Israel has not provided evidence to support its accusations that many employees of the main U.N. agency for Palestinian refugees are members of terrorist organizations, according to an independent review commissioned by the United Nations that was released on Monday.
The review did not address Israel’s accusation that a dozen employees of the agency, known as UNRWA, were involved in the Hamas-led assault on Israel on Oct. 7. “It is a separate mission, and it is not in our mandate,” said Catherine Colonna, the former French foreign minister who led the inquiry.
The review was announced in January, before Israel circulated claims that one in 10 of UNRWA’s 13,000 employees in the Gaza Strip was a member of Hamas or its ally, Palestinian Islamic Jihad, and that some of those employees took part in the Oct. 7 attack.
But by the time investigators started working on the review in early February, Israel had leveled those charges, giving the inquiry added significance.

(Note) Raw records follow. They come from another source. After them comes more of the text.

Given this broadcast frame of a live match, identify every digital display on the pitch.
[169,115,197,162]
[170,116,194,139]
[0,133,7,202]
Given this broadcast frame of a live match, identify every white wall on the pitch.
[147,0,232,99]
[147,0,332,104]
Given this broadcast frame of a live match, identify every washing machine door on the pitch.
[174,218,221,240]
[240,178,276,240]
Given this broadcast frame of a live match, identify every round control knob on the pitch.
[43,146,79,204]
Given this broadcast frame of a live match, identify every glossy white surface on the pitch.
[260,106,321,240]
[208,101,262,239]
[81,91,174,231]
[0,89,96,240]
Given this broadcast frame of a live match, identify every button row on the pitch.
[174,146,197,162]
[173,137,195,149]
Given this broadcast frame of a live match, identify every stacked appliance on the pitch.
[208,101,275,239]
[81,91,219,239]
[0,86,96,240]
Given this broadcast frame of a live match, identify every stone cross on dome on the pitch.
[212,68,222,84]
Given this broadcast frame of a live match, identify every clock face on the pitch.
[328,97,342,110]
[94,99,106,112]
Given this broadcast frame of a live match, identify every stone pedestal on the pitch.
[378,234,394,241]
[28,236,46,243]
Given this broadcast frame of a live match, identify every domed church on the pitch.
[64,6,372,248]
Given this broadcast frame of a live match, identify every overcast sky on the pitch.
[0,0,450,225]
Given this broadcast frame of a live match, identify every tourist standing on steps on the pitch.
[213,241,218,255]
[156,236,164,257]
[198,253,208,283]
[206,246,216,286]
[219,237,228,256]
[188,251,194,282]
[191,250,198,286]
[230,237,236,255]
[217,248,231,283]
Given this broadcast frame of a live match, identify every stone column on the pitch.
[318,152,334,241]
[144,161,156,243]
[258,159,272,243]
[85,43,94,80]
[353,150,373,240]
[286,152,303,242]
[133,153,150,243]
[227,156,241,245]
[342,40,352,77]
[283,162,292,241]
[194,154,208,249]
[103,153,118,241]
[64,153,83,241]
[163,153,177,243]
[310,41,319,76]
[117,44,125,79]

Speaking at a news conference at U.N. headquarters in New York on Monday, Ms. Colonna said she wanted to be “very clear” that the question of involvement in Oct. 7 is a separate question, one that remains under internal investigation by the United Nations.
While Israel has not produced evidence of ties to Hamas and other militant groups among UNRWA workers, that does not mean there is no evidence, she noted. “It’s very different,” she said.